The availability of abortion in a region is often limited by the small number of doctors willing to perform them. Women’s reproductive health advocates are hoping that the Reproductive Health Act will increase access to abortion in New York by expanding the pool of potential providers.
Before the passage of the Reproductive Health Act, only physicians could perform abortions in New York State, or even prescribe mifepristone, the so-called “abortion pill” that allows non-surgical termination in the first trimester. The new law allows nurse practitioners, physician’s assistants, and licensed midwives to perform abortions.
Although late-term abortions are now technically legal in New York State, only a tiny handful of clinics in the country perform abortions in the last trimester. None of them are in New York State.
Last January, the Washington Post ran a story about an unusual ceremony at one of those clinics: an interfaith religious blessing of a clinic in Bethesda, Maryland.
Everyday conversation about abortion tends to cast it as a question of faith on one side—the antiabortion side—versus secular liberalism on the other. The clergy at this ceremony said that’s not the case. Many women who seek abortions are people of faith who pray about their decision, the clergy said.
LeRoy Carhart, the doctor at this clinic, said he hears many of those prayers. “They’ll sit on the table and say, ‘Is God going to forgive me?’ I’ll say, ‘I take it you’ve prayed a lot about this.’ They all say yes.”
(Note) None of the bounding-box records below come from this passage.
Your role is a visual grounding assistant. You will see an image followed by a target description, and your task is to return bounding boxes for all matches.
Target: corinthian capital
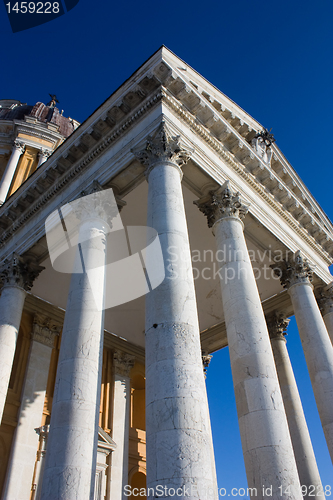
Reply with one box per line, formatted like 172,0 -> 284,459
132,122 -> 192,173
317,281 -> 333,316
194,181 -> 249,227
0,252 -> 45,291
266,312 -> 290,340
271,250 -> 313,289
113,351 -> 135,377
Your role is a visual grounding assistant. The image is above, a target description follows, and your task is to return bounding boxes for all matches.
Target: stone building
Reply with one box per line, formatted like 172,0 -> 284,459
0,47 -> 333,500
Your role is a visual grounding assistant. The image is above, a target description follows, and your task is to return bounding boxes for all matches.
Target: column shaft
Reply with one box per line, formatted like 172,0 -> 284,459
0,142 -> 24,205
0,286 -> 26,422
134,124 -> 217,500
271,318 -> 323,500
41,219 -> 106,500
318,283 -> 333,344
289,281 -> 333,460
3,328 -> 54,500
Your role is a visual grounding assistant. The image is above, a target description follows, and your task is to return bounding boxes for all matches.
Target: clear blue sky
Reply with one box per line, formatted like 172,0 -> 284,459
0,0 -> 333,498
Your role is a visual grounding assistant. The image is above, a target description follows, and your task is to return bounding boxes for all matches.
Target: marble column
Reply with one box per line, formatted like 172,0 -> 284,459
267,313 -> 323,500
272,251 -> 333,460
0,140 -> 25,205
110,351 -> 134,500
318,283 -> 333,344
201,352 -> 213,378
3,315 -> 61,500
41,188 -> 111,500
134,122 -> 217,500
37,149 -> 52,168
196,182 -> 302,499
0,253 -> 44,422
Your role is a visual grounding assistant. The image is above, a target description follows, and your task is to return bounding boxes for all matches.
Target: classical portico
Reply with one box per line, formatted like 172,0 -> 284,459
0,47 -> 333,500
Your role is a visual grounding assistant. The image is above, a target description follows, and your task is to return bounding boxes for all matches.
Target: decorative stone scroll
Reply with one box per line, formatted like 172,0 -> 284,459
194,181 -> 249,227
271,250 -> 313,289
0,252 -> 45,291
201,351 -> 213,378
132,122 -> 192,175
113,351 -> 135,377
31,314 -> 62,348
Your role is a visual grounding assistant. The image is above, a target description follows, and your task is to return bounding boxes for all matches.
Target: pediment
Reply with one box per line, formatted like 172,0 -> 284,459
0,47 -> 333,276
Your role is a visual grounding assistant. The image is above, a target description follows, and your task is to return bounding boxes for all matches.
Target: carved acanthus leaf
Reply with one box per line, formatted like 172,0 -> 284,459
266,312 -> 290,340
271,250 -> 313,289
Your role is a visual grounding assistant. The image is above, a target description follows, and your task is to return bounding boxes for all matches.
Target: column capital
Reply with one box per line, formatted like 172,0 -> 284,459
13,139 -> 25,154
316,281 -> 333,316
113,351 -> 135,377
271,250 -> 313,289
31,314 -> 62,348
0,252 -> 45,291
132,121 -> 193,176
70,181 -> 119,228
266,312 -> 290,341
194,181 -> 249,227
201,351 -> 213,378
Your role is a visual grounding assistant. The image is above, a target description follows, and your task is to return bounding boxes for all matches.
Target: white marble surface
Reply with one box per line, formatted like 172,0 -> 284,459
0,285 -> 26,422
41,219 -> 106,500
324,311 -> 333,344
146,161 -> 217,500
289,282 -> 333,460
3,340 -> 52,500
110,373 -> 131,500
213,217 -> 302,500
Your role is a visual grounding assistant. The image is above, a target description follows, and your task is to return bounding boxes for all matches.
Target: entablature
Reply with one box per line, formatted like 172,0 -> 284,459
0,49 -> 333,286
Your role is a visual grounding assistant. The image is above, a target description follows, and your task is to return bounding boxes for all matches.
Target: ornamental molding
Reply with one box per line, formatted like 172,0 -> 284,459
316,282 -> 333,316
0,58 -> 333,270
163,90 -> 333,264
132,121 -> 193,177
266,312 -> 290,341
31,314 -> 62,348
201,351 -> 213,378
0,252 -> 45,292
194,181 -> 249,227
113,351 -> 135,377
271,250 -> 313,290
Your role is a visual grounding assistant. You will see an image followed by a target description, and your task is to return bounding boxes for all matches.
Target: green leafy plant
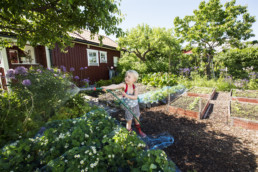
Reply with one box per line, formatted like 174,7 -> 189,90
0,110 -> 175,171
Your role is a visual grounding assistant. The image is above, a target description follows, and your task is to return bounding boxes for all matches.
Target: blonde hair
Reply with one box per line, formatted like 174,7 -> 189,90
125,70 -> 139,81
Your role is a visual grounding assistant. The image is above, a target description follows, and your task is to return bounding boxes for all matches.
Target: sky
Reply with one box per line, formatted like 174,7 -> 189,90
105,0 -> 258,41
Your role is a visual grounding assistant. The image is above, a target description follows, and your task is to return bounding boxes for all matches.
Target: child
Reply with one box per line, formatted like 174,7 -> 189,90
101,70 -> 146,138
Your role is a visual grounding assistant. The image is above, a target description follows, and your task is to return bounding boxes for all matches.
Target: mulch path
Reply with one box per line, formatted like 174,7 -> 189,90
106,92 -> 258,172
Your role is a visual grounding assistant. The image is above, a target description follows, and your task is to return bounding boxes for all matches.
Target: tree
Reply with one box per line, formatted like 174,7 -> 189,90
0,0 -> 122,48
174,0 -> 255,75
118,24 -> 179,62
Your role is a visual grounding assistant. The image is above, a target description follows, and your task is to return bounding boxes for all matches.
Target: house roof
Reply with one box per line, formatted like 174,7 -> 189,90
69,30 -> 118,48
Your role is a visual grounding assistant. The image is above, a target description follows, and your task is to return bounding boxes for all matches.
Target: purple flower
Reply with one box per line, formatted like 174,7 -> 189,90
70,67 -> 75,72
81,79 -> 90,83
22,79 -> 31,87
14,66 -> 28,75
6,69 -> 15,79
37,69 -> 42,73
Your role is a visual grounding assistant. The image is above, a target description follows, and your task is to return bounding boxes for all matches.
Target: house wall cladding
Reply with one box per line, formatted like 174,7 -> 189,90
51,43 -> 120,83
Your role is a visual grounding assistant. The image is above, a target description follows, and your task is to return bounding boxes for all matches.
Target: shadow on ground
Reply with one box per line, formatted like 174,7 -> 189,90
112,106 -> 257,172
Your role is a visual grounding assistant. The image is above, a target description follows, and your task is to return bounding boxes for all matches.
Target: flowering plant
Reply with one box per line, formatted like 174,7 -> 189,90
0,110 -> 175,171
138,85 -> 185,103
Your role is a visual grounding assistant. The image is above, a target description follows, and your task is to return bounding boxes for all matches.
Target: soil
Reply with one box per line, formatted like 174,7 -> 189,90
232,89 -> 258,99
189,87 -> 213,94
230,101 -> 258,121
171,96 -> 208,112
94,86 -> 258,172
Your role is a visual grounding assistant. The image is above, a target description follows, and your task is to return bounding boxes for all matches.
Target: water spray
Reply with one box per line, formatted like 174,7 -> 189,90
80,87 -> 141,125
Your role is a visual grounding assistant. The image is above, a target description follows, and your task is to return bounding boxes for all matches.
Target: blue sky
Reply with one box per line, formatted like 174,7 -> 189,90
109,0 -> 258,41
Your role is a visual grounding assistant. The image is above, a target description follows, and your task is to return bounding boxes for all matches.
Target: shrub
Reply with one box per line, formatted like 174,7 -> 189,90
140,72 -> 177,88
0,110 -> 175,171
7,67 -> 72,122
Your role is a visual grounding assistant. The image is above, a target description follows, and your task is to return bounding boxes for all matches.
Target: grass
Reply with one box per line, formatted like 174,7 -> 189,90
232,89 -> 258,98
170,96 -> 208,112
189,87 -> 213,94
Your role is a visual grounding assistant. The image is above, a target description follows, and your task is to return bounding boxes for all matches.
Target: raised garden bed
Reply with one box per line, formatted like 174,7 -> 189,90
187,87 -> 216,99
169,96 -> 210,119
229,101 -> 258,130
230,89 -> 258,103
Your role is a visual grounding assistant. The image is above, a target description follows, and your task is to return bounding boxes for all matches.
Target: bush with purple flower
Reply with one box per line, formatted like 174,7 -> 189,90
22,79 -> 31,87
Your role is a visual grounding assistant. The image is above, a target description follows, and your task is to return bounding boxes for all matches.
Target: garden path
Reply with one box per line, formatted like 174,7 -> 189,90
83,89 -> 258,171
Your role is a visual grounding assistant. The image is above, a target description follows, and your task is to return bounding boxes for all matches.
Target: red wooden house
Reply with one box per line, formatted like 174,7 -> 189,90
0,30 -> 120,89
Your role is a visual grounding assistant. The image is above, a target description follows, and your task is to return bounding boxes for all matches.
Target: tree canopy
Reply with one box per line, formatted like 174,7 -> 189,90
0,0 -> 122,48
174,0 -> 255,76
118,24 -> 181,73
118,24 -> 180,61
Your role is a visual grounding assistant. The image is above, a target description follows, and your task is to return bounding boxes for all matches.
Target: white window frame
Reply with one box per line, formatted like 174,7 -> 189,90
113,56 -> 118,67
99,51 -> 107,63
87,49 -> 99,66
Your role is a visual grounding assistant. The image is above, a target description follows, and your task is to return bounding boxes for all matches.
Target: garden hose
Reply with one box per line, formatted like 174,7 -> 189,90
80,87 -> 141,125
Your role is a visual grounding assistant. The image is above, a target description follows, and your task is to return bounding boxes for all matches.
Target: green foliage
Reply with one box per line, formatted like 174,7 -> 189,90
174,0 -> 255,74
214,47 -> 258,78
0,110 -> 175,171
97,75 -> 124,87
48,94 -> 94,121
0,67 -> 81,146
140,72 -> 177,88
0,0 -> 122,48
0,92 -> 37,147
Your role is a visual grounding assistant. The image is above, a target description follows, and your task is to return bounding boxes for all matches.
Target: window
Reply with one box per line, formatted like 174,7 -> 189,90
99,51 -> 107,63
8,45 -> 36,64
9,49 -> 20,64
21,46 -> 36,64
113,56 -> 118,67
87,49 -> 99,66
A month after the Reproductive Health Act became New York State law, it’s too soon to tell whether the bill’s new provisions will increase access to abortions in our region, or give New Yorkers who discover profound late-term pregnancy problems any real options beyond traveling out of state. But doctors like Meera Shah, associate medical director for Planned Parenthood Hudson Peconic, are relieved by the bill’s passage. In a recent editorial for Jezebel, Shah writes:
My patients have unique lives and circumstances that bring them to the decision to have an abortion, and it is my job, as a physician, to trust them and to support them.